Constructing a confidence interval about the proportion follows the same three steps we have used in previous examples.

1. $$Z_{\frac {\alpha}{2}}$$(critical value from the standard normal table)
2. $$E = Z_{\frac {\alpha}{2}} \times \sqrt {\frac{\hat {p}(1-\hat {p})}{n}}$$ (margin of error)
3.  $$\hat {p} \pm E$$(point estimate ± margin of error)

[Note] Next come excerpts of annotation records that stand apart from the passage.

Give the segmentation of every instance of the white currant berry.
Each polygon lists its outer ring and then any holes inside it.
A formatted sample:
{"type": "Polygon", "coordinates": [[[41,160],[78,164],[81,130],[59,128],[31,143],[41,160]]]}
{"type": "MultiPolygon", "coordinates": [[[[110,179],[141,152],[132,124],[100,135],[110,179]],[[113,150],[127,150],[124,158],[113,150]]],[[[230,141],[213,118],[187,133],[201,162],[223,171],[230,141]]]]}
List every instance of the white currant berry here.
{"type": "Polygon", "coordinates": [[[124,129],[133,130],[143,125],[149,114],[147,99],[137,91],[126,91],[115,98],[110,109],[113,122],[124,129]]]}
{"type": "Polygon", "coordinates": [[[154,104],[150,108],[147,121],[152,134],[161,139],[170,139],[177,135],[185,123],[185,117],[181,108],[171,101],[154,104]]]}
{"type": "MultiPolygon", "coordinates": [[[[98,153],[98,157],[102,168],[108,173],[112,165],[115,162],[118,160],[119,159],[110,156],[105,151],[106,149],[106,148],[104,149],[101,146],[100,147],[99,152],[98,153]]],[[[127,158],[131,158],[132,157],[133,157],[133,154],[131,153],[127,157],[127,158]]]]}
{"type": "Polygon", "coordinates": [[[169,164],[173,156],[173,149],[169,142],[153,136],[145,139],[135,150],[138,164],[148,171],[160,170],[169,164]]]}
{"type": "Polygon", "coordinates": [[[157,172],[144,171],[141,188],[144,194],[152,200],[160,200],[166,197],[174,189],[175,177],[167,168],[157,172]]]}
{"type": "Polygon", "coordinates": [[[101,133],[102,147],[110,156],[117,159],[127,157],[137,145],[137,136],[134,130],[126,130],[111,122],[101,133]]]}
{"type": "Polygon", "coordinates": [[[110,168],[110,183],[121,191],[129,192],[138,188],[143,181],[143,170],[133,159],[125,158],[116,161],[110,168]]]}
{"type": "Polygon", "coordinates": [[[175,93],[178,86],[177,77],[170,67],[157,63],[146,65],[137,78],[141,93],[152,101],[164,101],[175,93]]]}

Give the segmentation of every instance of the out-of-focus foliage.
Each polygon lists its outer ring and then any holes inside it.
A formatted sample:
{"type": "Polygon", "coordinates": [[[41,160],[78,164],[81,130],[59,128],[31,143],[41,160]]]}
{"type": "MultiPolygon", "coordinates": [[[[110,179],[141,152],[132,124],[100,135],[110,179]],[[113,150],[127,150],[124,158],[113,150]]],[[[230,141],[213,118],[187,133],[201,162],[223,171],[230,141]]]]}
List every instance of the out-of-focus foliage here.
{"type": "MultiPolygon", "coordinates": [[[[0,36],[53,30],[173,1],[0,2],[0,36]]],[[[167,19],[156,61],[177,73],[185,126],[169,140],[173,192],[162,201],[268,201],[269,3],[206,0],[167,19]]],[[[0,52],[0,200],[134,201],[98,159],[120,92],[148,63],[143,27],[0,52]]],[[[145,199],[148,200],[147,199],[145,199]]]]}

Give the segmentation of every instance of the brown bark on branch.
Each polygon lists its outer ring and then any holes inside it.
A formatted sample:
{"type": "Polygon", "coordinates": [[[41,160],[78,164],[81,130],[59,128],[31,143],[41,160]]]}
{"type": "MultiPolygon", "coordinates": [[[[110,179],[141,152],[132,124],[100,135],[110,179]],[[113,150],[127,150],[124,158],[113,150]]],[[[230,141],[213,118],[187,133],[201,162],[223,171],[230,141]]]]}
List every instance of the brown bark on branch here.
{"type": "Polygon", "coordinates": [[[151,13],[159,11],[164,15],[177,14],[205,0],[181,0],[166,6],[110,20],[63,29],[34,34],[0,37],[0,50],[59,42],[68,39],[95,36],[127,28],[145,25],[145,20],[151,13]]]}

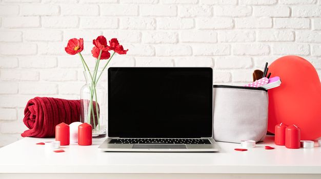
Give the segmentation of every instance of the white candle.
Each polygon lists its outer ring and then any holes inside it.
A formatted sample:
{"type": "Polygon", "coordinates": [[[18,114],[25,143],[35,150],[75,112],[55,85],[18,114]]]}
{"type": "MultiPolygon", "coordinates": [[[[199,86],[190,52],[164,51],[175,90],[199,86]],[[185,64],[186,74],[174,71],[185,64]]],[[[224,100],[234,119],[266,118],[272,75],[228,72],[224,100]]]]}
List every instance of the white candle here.
{"type": "Polygon", "coordinates": [[[301,143],[301,147],[309,148],[314,147],[314,142],[312,141],[302,140],[300,141],[300,142],[301,143]]]}
{"type": "Polygon", "coordinates": [[[241,141],[241,146],[245,148],[255,147],[255,141],[251,140],[244,140],[241,141]]]}
{"type": "Polygon", "coordinates": [[[69,125],[70,142],[78,142],[78,126],[82,124],[80,122],[74,122],[69,125]]]}

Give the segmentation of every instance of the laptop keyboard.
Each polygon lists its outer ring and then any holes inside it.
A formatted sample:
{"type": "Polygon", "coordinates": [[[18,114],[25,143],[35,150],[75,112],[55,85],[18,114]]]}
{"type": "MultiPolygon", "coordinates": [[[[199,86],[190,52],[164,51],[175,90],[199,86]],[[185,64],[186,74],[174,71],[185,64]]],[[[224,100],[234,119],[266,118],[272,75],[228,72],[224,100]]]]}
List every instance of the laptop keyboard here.
{"type": "Polygon", "coordinates": [[[113,139],[109,143],[211,144],[211,142],[203,139],[113,139]]]}

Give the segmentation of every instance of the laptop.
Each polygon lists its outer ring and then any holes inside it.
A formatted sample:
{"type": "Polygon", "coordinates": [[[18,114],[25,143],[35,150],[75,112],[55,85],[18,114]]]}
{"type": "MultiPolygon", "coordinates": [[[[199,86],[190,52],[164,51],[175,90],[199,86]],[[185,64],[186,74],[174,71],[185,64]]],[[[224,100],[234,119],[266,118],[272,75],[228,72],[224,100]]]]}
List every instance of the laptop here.
{"type": "Polygon", "coordinates": [[[108,69],[105,151],[211,152],[211,68],[108,69]]]}

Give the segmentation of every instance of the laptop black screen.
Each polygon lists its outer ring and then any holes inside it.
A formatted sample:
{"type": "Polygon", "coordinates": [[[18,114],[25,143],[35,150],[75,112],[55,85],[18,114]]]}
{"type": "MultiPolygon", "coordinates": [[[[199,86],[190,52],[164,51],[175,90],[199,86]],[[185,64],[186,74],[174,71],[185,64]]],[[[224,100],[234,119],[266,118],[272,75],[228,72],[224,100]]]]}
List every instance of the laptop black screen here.
{"type": "Polygon", "coordinates": [[[210,68],[110,68],[108,136],[212,136],[210,68]]]}

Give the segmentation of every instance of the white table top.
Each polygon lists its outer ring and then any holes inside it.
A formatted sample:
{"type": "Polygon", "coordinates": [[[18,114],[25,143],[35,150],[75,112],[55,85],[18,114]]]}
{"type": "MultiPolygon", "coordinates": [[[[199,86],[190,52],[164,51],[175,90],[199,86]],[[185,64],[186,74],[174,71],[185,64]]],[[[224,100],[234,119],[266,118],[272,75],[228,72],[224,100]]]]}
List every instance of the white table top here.
{"type": "Polygon", "coordinates": [[[321,173],[321,147],[289,149],[273,139],[243,152],[234,150],[239,144],[219,142],[222,151],[212,153],[102,152],[101,139],[55,153],[35,144],[54,139],[25,138],[0,148],[0,173],[321,173]]]}

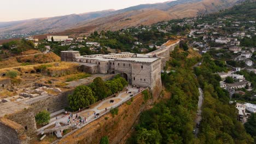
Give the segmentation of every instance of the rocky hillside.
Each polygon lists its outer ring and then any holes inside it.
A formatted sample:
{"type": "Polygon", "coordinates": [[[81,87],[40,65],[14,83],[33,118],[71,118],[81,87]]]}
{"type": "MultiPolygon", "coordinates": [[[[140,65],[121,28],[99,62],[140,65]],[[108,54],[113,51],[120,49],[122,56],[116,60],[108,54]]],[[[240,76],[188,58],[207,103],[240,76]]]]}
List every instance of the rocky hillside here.
{"type": "Polygon", "coordinates": [[[102,30],[116,31],[141,25],[150,25],[153,23],[174,19],[181,19],[216,13],[239,3],[242,0],[179,0],[170,3],[160,3],[146,6],[136,6],[125,11],[92,20],[87,21],[77,25],[77,28],[68,29],[58,34],[88,34],[93,31],[102,30]],[[178,2],[183,3],[177,3],[178,2]],[[187,2],[185,3],[185,2],[187,2]],[[172,3],[176,2],[176,4],[172,3]],[[171,4],[172,3],[172,4],[171,4]],[[168,6],[168,8],[166,7],[168,6]]]}
{"type": "Polygon", "coordinates": [[[141,4],[124,9],[72,14],[16,22],[0,22],[0,33],[33,32],[37,35],[89,34],[94,31],[117,30],[141,25],[152,25],[173,19],[217,12],[245,0],[177,0],[141,4]]]}

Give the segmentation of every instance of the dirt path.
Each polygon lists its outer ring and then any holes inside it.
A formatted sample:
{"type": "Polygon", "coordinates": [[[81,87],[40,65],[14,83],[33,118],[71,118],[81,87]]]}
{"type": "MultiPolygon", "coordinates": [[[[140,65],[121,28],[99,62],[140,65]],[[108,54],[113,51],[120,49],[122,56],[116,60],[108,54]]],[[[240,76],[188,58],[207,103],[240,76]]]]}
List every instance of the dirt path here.
{"type": "MultiPolygon", "coordinates": [[[[202,117],[201,117],[201,114],[202,114],[202,103],[203,102],[203,93],[202,91],[202,89],[201,88],[198,88],[199,91],[199,94],[200,95],[199,97],[199,100],[198,100],[198,108],[197,108],[197,116],[196,116],[196,118],[195,121],[195,123],[196,124],[200,124],[201,122],[201,121],[202,120],[202,117]]],[[[198,133],[199,133],[199,128],[197,128],[197,127],[196,127],[195,128],[196,131],[195,131],[195,136],[197,137],[198,133]]]]}

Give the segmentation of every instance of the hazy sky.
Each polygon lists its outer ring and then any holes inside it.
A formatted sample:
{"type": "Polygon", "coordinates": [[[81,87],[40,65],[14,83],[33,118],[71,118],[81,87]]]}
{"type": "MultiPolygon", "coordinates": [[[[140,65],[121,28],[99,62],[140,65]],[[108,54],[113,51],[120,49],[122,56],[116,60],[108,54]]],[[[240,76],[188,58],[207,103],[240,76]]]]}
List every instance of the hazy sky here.
{"type": "Polygon", "coordinates": [[[168,0],[1,0],[0,22],[120,9],[168,0]]]}

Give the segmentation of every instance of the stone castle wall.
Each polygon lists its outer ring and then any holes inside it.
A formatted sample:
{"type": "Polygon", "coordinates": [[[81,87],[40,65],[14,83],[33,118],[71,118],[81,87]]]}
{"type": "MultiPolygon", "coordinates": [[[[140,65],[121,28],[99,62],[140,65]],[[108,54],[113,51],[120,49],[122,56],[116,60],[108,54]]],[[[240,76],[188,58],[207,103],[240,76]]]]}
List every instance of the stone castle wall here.
{"type": "Polygon", "coordinates": [[[30,143],[25,130],[20,124],[6,118],[0,119],[0,143],[1,144],[26,144],[30,143]]]}
{"type": "Polygon", "coordinates": [[[47,110],[50,113],[64,109],[69,106],[68,95],[73,93],[73,89],[63,92],[56,96],[51,96],[31,104],[34,107],[34,112],[38,113],[43,110],[47,110]]]}
{"type": "Polygon", "coordinates": [[[7,118],[20,124],[25,129],[25,133],[28,135],[34,134],[34,131],[37,130],[34,113],[32,107],[9,115],[7,118]]]}

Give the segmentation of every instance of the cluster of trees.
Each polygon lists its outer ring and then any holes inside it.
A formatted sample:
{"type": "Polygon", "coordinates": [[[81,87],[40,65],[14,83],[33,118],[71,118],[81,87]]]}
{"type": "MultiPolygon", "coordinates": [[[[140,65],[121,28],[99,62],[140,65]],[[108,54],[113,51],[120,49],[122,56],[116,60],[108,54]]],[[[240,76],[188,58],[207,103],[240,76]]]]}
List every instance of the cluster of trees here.
{"type": "MultiPolygon", "coordinates": [[[[187,44],[183,43],[183,45],[187,45],[187,44]]],[[[172,59],[167,63],[166,69],[168,66],[171,66],[173,69],[181,67],[189,68],[200,61],[199,57],[188,58],[189,52],[181,50],[183,49],[184,49],[184,47],[182,49],[179,49],[178,46],[175,47],[174,51],[170,55],[172,59]]]]}
{"type": "MultiPolygon", "coordinates": [[[[252,113],[245,123],[246,131],[256,140],[256,113],[252,113]]],[[[255,141],[255,140],[254,140],[255,141]]]]}
{"type": "Polygon", "coordinates": [[[24,51],[34,49],[34,44],[31,40],[22,39],[20,40],[13,40],[3,43],[2,48],[8,50],[11,53],[20,54],[24,51]]]}
{"type": "Polygon", "coordinates": [[[214,73],[226,69],[222,62],[203,56],[195,73],[204,95],[202,121],[199,140],[200,143],[252,143],[253,140],[237,120],[237,110],[229,104],[229,94],[219,86],[220,77],[214,73]]]}
{"type": "Polygon", "coordinates": [[[120,75],[113,80],[104,82],[98,77],[88,86],[81,85],[75,88],[72,94],[68,95],[70,108],[77,110],[91,105],[121,91],[128,85],[127,82],[120,75]]]}

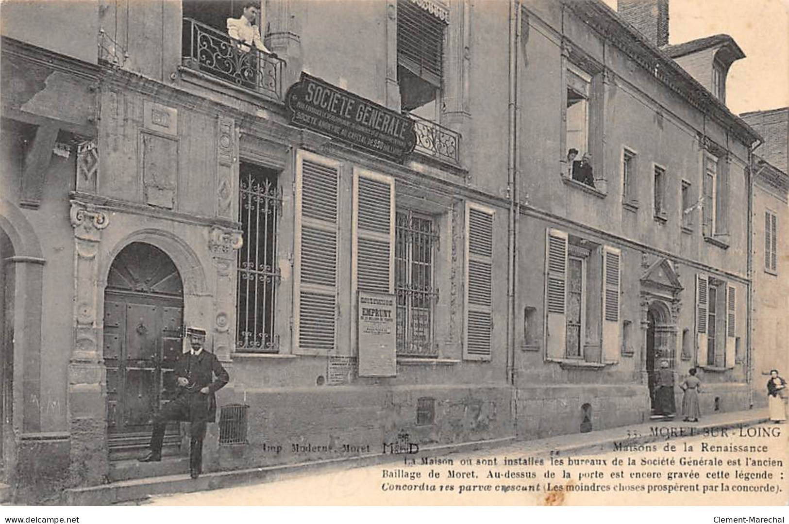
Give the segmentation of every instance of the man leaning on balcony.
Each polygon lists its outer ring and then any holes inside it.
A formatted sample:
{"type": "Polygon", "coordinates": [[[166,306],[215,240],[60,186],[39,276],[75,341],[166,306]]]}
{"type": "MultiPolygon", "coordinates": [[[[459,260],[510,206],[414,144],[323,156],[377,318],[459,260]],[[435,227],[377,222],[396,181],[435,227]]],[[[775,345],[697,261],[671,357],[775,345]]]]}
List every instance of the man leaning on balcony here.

Example $$\PageIndex{6}$$:

A botanist has produced a new variety of hybrid soybean that is better able to withstand drought. She wants to construct a 95% confidence interval about the germination rate (percent germination). She randomly selected 500 seeds and found that 421 have germinated.

Solution

First, compute the point estimate

$$\hat {p} = \frac {x}{n} =\frac {421}{500}=0.842$$

Check normality:

$$n \times \hat {p} \times (1-\hat {p}) \ge 10 = 500 \times 0.842 \times (1-0.842) =66.5$$

You can assume a normal distribution.

Now construct the confidence interval:

1) $$Z_{\frac {\alpha}{2}}$$ = 1.96

2) $$E = Z_{\frac {\alpha}{2}} \times \sqrt {\frac{\hat {p}(1-\hat {p})}{n}}$$ =$$1.96 \times \sqrt {\frac {0.842(1-0.842)}{500}}$$ = 0.032

3) $$\hat {p} \pm E =0.842 \pm 0.0032$$

The 95% confidence interval for the germination rate is (81.0%, 87.4%).

We can be 95% confident that this interval contains the true germination rate for this population.

## Software Solutions

### Minitab

You can use Minitab to compute the confidence interval. Select STAT>Basic stats>1-proportion. Select summarized data and enter the number of events (421) and the number of trials (500). Click Options and select the correct confidence level. Check “test and interval based on normal distribution” if the assumption of normality has been verified.

#### Test and CI for One Proportion

 Sample X N Sample p 95% CI 1 421 500 0.842000 (0.810030, 0.873970)

Using the normal approximation.

### Excel

Excel does not compute confidence intervals for estimating the population proportion.

### Confidence Interval Summary

Which method do I use?

The first question to ask yourself is: Which parameter are you trying to estimate? If it is the mean (µ), then ask yourself: Is the population standard deviation (σ) known? If yes, then follow the next 3 steps:

#### Confidence Interval about the Population Mean (µ) when σ is Known

1. $$Z_{\frac {\alpha}{2}}$$ critical value (from the standard normal table)
2.  $$E=Z_{\frac {\alpha}{2}} \times \frac {\sigma}{\sqrt {n}}$$
3. $$\bar {x} \pm E$$

If no, follow these 3 steps:

#### Confidence Interval about the Population Mean (µ) when σ is Unknown

1. $$t_{\frac {\alpha}{2}}$$ critical value with n-1 df from the student t-distribution
2.  $$E=t_{\frac {\alpha}{2}} \times \frac {s}{\sqrt {n}}$$
3. $$\bar {x} \pm E$$

If you want to construct a confidence interval about the population proportion, follow these 3 steps:

#### Confidence Interval about the Proportion

1. $$Z_{\frac {\alpha}{2}}$$ critical value from the standard normal table
2. $$E = Z_{\frac {\alpha}{2}} \times \sqrt {\frac{\hat {p}(1-\hat {p})}{n}}$$
3. $$\hat {p} \pm E$$

Remember that the assumption of normality must be verified.